The Religious Right Misuses The Term "Evangelical" Christian

Growing up, I went to church and had always aligned myself with the fundamental beliefs of the Christian theology. We didn't use the term "evangelical."  It wasn't a useful term, in that, it added nothing to the belief we had in Christ. Nonetheless, the root word means "good news." And to Christians, of course, the Gospel of Jesus Christ is indeed, good news.

I study my Bible and pray daily. I didn't become aware of the strain of Christianity who referred to themselves as evangelical Christians. Nowadays the word is synonymous with conservative white Republican activist Christian. The definition of the word has changed.
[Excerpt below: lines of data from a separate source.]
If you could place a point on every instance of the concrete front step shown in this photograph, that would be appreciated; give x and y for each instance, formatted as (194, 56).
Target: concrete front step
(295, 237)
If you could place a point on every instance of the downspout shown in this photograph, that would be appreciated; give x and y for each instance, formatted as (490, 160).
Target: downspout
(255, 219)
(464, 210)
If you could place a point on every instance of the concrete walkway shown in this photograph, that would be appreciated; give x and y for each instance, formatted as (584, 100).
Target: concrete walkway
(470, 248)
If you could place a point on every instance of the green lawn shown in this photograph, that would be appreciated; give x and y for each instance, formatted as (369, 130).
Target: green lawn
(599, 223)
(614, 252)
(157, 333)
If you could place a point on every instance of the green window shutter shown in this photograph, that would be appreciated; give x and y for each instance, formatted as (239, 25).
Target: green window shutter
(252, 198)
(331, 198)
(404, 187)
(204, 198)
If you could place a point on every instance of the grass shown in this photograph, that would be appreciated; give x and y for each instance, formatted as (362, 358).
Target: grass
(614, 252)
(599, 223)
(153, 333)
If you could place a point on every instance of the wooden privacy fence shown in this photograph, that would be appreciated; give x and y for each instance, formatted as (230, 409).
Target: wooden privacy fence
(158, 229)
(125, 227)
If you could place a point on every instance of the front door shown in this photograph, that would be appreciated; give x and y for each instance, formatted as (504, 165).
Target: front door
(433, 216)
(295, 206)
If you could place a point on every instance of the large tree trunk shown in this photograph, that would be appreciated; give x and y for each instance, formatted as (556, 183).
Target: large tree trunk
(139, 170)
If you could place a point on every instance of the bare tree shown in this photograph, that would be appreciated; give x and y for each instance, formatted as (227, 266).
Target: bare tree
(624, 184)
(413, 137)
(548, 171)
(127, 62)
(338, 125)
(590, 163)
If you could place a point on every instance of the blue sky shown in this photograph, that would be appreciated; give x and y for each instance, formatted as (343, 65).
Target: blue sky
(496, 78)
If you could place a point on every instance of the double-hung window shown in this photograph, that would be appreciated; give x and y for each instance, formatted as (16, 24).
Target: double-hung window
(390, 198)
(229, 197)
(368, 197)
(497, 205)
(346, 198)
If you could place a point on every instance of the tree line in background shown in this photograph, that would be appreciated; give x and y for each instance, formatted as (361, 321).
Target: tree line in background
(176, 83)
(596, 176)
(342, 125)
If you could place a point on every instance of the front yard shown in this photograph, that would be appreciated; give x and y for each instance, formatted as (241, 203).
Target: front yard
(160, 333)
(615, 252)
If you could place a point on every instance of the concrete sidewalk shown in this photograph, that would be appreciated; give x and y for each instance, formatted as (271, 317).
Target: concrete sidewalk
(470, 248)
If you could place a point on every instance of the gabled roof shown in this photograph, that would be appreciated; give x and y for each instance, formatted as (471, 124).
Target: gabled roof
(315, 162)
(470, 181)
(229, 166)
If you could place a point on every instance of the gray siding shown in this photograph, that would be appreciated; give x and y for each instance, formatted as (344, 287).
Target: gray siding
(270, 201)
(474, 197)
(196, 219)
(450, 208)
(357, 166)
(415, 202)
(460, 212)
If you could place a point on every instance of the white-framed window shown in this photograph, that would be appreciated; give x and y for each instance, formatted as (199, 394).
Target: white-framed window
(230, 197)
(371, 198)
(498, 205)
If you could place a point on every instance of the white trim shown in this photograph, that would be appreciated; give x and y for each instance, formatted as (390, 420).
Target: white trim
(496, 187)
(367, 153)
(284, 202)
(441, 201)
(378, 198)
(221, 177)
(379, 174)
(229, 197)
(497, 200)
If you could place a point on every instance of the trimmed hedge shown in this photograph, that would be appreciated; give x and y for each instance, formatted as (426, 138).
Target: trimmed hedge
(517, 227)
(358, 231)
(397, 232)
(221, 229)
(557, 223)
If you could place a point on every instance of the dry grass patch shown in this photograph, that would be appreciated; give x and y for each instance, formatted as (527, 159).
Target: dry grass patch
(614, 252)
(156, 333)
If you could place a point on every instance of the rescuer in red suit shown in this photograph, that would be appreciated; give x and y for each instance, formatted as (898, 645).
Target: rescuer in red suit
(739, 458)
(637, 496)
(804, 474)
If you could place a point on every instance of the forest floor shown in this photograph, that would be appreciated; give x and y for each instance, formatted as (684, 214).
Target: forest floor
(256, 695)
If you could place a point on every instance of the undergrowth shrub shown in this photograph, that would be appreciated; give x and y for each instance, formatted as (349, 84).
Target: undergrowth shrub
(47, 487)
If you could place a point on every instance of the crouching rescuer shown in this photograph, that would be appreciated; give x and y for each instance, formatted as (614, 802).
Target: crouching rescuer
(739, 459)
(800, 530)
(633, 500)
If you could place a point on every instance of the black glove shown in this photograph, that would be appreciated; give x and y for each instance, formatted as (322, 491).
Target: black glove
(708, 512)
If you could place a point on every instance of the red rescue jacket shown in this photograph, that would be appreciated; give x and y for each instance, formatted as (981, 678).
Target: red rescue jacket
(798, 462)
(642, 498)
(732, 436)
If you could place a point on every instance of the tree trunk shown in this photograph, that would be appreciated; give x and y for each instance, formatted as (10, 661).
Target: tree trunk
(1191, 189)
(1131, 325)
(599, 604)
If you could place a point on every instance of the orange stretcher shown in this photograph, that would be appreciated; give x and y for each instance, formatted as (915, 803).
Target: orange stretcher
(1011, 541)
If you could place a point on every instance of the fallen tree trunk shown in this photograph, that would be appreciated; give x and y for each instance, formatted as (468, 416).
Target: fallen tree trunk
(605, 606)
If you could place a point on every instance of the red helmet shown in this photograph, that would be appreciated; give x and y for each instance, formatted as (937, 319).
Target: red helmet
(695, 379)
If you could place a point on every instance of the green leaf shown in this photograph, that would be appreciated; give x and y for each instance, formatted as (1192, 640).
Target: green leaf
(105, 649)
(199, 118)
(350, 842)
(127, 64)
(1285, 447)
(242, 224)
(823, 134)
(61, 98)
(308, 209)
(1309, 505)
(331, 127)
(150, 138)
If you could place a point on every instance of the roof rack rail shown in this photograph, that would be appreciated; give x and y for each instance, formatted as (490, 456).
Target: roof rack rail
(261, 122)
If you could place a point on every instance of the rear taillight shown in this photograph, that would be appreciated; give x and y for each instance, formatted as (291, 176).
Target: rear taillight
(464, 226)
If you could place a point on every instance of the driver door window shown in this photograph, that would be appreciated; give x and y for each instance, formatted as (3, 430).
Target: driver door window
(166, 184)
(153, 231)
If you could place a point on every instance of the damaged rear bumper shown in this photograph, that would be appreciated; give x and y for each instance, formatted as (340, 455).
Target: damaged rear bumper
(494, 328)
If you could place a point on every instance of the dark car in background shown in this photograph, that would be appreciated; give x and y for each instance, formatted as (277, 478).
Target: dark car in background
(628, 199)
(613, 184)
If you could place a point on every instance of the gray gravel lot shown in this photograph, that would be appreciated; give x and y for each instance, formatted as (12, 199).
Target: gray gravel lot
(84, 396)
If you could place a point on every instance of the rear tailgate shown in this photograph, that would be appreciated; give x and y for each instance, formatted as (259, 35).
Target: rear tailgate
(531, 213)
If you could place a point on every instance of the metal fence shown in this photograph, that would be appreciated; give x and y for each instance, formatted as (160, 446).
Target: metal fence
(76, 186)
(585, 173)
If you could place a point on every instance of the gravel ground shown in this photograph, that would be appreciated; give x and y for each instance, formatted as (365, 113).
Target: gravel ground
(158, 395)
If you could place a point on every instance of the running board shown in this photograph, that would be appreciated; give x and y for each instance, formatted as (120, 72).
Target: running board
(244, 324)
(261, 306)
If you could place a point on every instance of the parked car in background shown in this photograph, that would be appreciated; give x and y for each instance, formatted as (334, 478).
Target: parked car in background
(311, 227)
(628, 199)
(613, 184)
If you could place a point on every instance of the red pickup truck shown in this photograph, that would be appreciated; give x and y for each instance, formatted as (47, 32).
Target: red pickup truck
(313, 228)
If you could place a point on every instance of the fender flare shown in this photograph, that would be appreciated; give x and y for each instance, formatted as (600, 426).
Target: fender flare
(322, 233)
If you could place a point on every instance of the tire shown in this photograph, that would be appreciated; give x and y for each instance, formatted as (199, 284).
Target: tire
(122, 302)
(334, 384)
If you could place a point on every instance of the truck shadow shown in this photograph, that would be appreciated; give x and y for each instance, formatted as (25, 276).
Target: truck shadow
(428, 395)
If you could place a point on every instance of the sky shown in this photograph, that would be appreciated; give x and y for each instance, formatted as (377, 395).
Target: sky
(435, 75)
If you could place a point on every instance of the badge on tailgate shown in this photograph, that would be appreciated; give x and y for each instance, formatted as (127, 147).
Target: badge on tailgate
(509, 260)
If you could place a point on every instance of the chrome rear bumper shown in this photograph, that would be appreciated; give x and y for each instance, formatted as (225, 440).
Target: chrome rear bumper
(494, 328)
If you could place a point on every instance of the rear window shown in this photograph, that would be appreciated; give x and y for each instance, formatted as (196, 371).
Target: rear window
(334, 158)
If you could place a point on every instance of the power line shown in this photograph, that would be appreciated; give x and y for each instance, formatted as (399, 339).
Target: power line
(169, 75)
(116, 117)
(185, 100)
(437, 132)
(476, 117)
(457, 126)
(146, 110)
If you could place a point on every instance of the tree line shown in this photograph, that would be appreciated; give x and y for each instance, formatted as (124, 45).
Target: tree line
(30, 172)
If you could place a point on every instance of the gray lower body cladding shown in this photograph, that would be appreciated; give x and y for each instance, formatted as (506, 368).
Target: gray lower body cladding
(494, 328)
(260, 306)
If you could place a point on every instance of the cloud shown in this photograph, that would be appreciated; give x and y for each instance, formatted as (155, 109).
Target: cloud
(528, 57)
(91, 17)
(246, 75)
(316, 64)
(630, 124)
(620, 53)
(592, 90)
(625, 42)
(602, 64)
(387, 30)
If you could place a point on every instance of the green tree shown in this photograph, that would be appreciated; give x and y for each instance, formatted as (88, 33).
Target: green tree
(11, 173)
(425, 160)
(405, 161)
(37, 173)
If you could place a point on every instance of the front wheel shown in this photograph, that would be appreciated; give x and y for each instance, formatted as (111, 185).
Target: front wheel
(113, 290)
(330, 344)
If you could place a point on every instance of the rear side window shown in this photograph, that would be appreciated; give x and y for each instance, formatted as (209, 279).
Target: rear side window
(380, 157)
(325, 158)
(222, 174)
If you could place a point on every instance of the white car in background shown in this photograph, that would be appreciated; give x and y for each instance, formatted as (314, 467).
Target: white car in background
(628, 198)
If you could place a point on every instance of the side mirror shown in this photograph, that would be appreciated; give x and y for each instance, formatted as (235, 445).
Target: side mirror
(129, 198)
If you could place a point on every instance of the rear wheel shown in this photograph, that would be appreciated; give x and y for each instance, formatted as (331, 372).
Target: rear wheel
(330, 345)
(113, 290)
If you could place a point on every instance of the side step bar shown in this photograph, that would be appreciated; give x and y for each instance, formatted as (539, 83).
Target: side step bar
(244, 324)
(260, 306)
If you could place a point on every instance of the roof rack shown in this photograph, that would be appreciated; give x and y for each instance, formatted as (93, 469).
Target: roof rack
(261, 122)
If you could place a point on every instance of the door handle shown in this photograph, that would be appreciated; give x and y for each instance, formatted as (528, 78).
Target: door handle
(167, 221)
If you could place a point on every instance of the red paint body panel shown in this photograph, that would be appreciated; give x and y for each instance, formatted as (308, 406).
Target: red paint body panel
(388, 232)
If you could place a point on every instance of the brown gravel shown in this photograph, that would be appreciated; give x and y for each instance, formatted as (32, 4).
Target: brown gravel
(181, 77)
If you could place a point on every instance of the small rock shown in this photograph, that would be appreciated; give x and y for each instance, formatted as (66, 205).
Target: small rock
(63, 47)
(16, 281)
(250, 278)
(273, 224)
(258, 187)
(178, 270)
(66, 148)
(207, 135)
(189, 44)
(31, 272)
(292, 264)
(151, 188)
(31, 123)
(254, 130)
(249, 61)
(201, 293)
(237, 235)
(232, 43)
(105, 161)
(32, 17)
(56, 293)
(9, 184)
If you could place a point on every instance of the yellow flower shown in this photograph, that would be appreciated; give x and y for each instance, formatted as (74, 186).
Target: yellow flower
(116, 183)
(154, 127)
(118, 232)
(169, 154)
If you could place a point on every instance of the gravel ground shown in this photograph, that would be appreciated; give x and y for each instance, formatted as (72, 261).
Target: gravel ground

Powerful, wealthy right-wing Christian leaders use this religious ideology to manipulate the emotions, religious inclinations of, mostly, white conservative Christians. In some instances, the wealthy Religious Right leaders gas-light congregants to confuse their outlook by replacing the poor behavior of President Trump with "God's will," which is that it is "God's will" Trump be elected. Far be it from God's will.

The concerns over the term have increased with big-name evangelical Christian support of Donald Trump. Are right-wing words useful? What does it make the world, fellow citizens think about Christians? In my opinion, the politics of the Religious Right has become a thorn in the side of the average believer. Those who identify as Christians but want breathing room between right-wing political activism in the name of Christianity.

For the most part, the white conservative Christians focus on a few cultural issues, that I do not support in the political sense. Namely, opposing gay marriage; working to end abortion; defending gun rights; supporting 'school choice' which is nothing more than self-segregation; far-right religious extremism. Forcing the idea that America is a "Christian Nation" and promoting Christian Nationalism. Which is a way for the Religious Right to maintain we must support a specific interpretation of a particular strain of Christianity. That's not religious freedom. That's fascism.

Evangelicalism has become synonymous with white Christians, which leaves people of color out of the fold. Christianity isn't a white or black religion. Therefore, words that suggest otherwise are, indeed, counterproductive. It's not about political correctness; it's about seeing each other as equal.

 Christianity is about following Jesus; you don't need to use the term evangelical for affirming that position. Some Christians refer to themselves as evangelical, orthodox, red-letter Christian or progressive-Christian. All have the same core-principles; a relationship with Jesus Christ. However, the approach to following Christ and serving people varies. But at the end of the day, Christianity's core is Jesus Christ, not the Republican Party as is commonly understood.